Aboriginal culture is linguistically and culturally diverse. Originally over 200 Indigenous Australian languages existed, with numerous dialects. Many types of expression were traditionally part of cultural practices, including rock painting, body painting, carving, bark painting and sand drawing.
An alternative world where this was celebrated, rather than subjugated, is the hypothetical situation one is met with upon entrance to My Country. Michael Cook’s ethereal inkjet photographs (Civilised #1, #2, #6, #10, #13 & #14) hopefully imagine a world where the colonists had accepted the Aboriginal people as fellow human beings rather than having them listed as “Flora and Fauna” (which they were, until a referendum in 1967 overturned it). The works are haunting; Aboriginal subjects wearing traditional Victorian garbs, underscore the alienation experienced thanks to The Crown. This notion is further explored in this first room (of particular note is Alick Tipoti’s large-scale 2007 print Kuyku Garpathamai, examining the arrival of Christianity in The Torres Islands).
This dehumanisation is evidenced further upon progression through the exhibition. Dale Harding’s, Unnamed, 2012, remembers when Aboriginal people were forced into manufactured communities and identified by codes. “W38” is inscribed on a neck plate, heartbreakingly confronting Harding’s grandmother’s identity theft. Warwick Thornton’s 2011 video work “Stranded” further reflects on the disparity between the “civilisation” that colonists claimed to bring and the uncivilised manner in which the Aboriginal people were treated, and continue to be treated to this day.
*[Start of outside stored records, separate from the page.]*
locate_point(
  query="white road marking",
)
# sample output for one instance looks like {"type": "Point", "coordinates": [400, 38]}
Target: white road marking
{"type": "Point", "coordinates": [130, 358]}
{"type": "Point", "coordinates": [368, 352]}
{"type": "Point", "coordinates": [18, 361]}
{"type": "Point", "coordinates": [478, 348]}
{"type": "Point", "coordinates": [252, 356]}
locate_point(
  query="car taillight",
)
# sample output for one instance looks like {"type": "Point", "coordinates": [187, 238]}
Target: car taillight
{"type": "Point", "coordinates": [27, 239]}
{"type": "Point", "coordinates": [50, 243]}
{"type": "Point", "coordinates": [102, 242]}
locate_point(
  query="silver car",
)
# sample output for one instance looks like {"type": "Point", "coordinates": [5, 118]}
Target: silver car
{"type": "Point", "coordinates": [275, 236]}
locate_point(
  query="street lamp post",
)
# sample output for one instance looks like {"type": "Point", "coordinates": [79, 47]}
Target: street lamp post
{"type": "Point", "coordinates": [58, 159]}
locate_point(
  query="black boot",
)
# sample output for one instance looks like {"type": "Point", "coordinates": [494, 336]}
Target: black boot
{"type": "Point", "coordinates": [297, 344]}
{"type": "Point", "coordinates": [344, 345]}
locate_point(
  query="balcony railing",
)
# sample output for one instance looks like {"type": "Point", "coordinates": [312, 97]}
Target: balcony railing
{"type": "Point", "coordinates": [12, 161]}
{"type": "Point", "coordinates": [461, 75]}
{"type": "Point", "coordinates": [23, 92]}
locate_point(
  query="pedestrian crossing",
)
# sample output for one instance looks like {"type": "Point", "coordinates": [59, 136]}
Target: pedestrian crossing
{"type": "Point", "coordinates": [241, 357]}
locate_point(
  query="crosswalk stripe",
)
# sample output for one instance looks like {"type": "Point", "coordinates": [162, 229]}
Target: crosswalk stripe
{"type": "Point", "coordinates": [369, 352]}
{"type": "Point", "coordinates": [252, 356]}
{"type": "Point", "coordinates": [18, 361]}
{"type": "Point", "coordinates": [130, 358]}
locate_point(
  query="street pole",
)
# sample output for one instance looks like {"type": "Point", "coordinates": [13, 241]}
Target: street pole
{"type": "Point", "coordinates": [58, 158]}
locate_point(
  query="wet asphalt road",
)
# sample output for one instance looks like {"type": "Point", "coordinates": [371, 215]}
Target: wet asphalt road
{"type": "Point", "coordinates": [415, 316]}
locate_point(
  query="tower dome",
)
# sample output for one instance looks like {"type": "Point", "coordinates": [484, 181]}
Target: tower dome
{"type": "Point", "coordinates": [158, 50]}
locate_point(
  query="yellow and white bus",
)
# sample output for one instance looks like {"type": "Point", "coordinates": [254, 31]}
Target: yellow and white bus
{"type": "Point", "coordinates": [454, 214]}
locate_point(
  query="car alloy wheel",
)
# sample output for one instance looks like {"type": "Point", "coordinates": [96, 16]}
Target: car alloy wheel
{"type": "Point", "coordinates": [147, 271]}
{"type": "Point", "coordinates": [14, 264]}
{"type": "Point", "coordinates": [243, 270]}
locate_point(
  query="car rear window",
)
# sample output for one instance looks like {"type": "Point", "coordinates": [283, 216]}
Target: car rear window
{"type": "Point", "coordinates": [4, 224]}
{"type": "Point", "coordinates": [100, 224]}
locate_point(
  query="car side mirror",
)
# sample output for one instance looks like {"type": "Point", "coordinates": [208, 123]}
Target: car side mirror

Frustrations aren’t only historical – in 2004, Mulrunji, died in custody on Palm Island, the result of an attack by Senior Sargent Chris Hurley. This case is explored in Judy Watson’s 2007 Memory Bones, hung in a room dominated by Tony Albert’s 2008 Sorry. Kevin Rudd’s now infamous apology, “YRROS”, spans the length of the gallery, decorated in stomach-churning souvenirs, talking of the commodification of Aboriginal culture, and the paltry apology.
Through the exploration of modern offences on Aboriginal culture, we feel pain that is inherited from generation to generation. Gordon Hookey’s 1999 King Hit (for Queen & Country), and Richard Bell’s video, Scratch an Aussie, are hard pills to swallow, but the truth isn’t always pleasant.
Celebration is the theme of Mirdidingkingathii Juwarrnda Sally Gabon’s 2008 large scale painting, Dibirdibi Country, revelling in her late husband’s rich relationship with the land, while Banumbirr (Morning Star Poles) celebrate the spiritual connection that the Aboriginal people maintain with our surrounding universe (word economy prevents me from listing the artists of this work – go see it for yourself!)
I Forgive You (2012) and Seventy Times Seven (2011), both by Bindi Cole, speak of forgiveness, and left me wondering how such an incredible depth of character can be summoned when your culture has been so impoverished by a government that has done so very little to atone for past atrocities. The works surrounding it employ traditional Aboriginal painting techniques and a sense of community and mapping a way forward is fostered.
The final room is the children’s area – Gordon Hookey’s 2013 picture book, The Sacred Hill, is turned into an interactive exhibition where patrons of all generations can reflect on the loss of one’s spiritual home and attempts to mend relations which seem so broken. This is a poetic and uplifting end to, what I believe, is one of Auckland Art Gallery’s strongest offerings of contemporary art yet.